Video: Ten thousand march in Copenhagen against anti-gay laws in Russia
Five times the number of participants than were expected took to the streets of Copenhagen earlier this week to protest against Russian President Vladimir Putin, and anti-gay laws passed in Russia.
Ten thousand people turned up to the rally on Tuesday to demonstrate against the Russian laws which ban the promotion of “non traditional relationships”, the adoption of Russian children by foreign same-sex couples, and make it possible for the government to fine groups, including LGBT charities, for receiving foreign donations as “foreign agents”.
Organisers of the demonstrators in the Danish capital had expected 2,000 to turn up to the rally, but media reports out of the country suggest that five times that number attended.
The video, posted by Eyes on Denmark, features footage of the 10,000 in attendance, some of whom paint zebra crossings in rainbow colours, carry rainbow balloons, and placards protesting the Russian laws.
Denmark’s Foreign Minister, Villy Søvndal warned Russia they would raise the issue at the European Council and potentially take the issue to the United Nations should Russia continue down its current path.
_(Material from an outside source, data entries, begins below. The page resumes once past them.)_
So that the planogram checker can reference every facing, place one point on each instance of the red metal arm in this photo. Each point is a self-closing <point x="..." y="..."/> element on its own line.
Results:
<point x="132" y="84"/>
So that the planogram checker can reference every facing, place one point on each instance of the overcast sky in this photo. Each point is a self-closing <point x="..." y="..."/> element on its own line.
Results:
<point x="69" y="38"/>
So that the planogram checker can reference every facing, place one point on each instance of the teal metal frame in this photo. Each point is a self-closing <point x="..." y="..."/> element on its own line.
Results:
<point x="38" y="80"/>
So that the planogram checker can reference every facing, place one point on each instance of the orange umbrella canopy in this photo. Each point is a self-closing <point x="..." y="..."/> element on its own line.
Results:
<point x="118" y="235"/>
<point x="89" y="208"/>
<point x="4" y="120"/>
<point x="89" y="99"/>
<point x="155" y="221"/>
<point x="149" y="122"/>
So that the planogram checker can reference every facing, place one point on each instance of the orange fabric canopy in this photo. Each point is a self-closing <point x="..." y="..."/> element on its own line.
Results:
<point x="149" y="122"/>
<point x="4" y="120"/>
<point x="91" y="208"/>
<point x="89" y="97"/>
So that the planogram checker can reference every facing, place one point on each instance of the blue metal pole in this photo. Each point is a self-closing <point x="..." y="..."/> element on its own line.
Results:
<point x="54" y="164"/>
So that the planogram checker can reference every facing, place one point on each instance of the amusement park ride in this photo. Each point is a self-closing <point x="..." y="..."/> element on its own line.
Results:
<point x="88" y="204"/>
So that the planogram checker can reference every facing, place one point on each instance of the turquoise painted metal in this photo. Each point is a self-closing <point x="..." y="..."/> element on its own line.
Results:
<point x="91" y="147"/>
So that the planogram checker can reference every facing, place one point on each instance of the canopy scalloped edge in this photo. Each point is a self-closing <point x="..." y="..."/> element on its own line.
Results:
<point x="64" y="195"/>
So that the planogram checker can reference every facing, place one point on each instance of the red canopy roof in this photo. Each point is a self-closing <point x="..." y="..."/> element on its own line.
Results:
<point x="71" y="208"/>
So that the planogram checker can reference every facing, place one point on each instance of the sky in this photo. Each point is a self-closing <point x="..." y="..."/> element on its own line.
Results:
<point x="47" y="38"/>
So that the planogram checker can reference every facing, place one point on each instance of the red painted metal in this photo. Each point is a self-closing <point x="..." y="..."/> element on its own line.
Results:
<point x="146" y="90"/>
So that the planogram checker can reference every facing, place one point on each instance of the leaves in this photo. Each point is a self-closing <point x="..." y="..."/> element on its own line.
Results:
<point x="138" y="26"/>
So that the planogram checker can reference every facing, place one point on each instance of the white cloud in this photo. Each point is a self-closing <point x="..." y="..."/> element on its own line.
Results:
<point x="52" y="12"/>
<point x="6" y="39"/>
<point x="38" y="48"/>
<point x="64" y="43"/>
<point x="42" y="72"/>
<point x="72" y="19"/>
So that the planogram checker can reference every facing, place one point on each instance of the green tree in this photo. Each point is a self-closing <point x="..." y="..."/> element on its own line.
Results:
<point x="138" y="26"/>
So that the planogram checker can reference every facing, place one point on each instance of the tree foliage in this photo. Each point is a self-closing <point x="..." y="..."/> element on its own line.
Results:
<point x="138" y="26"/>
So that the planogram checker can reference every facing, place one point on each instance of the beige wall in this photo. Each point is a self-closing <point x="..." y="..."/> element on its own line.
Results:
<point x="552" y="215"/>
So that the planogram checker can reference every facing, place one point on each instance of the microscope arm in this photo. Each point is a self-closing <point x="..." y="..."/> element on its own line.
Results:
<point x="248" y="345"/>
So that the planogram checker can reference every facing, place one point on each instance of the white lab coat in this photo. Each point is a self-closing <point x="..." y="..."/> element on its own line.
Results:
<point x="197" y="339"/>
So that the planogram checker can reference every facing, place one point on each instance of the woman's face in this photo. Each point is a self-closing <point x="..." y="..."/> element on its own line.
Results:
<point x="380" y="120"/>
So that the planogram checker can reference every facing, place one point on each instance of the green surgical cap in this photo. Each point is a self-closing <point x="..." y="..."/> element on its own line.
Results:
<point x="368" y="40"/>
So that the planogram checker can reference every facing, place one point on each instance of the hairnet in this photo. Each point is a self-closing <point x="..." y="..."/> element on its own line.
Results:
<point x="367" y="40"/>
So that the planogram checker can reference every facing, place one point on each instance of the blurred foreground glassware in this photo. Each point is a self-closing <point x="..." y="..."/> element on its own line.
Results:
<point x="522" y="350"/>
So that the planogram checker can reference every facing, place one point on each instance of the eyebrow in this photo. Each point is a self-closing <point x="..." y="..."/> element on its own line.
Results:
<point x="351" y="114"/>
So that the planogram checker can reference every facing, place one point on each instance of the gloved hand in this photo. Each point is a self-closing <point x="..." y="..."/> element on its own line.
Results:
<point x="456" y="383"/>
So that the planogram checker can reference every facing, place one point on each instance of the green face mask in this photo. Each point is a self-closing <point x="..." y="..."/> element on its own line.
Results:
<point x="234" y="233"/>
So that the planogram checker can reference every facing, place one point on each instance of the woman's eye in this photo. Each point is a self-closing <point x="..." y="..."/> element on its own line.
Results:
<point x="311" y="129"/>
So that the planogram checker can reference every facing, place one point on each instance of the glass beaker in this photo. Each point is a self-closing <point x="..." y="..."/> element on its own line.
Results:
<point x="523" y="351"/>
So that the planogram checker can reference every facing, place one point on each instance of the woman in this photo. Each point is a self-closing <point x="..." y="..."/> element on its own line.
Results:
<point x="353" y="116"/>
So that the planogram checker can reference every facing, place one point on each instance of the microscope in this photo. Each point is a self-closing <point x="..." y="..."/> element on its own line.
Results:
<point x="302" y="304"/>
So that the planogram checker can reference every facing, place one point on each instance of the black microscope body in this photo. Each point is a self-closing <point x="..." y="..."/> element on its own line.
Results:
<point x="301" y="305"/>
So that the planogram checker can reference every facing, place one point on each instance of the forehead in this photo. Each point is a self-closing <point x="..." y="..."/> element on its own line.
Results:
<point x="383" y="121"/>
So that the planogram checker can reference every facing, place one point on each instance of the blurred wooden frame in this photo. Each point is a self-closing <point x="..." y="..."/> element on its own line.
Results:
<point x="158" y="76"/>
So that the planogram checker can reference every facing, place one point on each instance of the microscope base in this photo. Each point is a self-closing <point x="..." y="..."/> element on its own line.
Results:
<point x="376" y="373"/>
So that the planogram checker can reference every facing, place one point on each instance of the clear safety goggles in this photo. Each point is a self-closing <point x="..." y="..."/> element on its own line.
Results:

He said: “The law is objectionable. It risks fostering discrimination and the abuse of minorities in Russian society – something we have already seen examples of, and to which the law gives the stamp of approval. We will hold Russia to its international obligations.”
President Vladimir Putin signed the law in June banning the promotion of “non-traditional relationships” toward minors, a move that has been criticised as part of a broader crackdown on Russia’s gay community. Other laws banning the adoption of Russian children by foreign same-sex couples, and one which enables organisations receiving funding from abroad to be fined as “foreign agents”, were also passed.
The laws have so far sparked controversy among LGBT activists, with some calling for a boycott of the 2014 Games. Others have also called to boycott Russian vodka as a form of protest.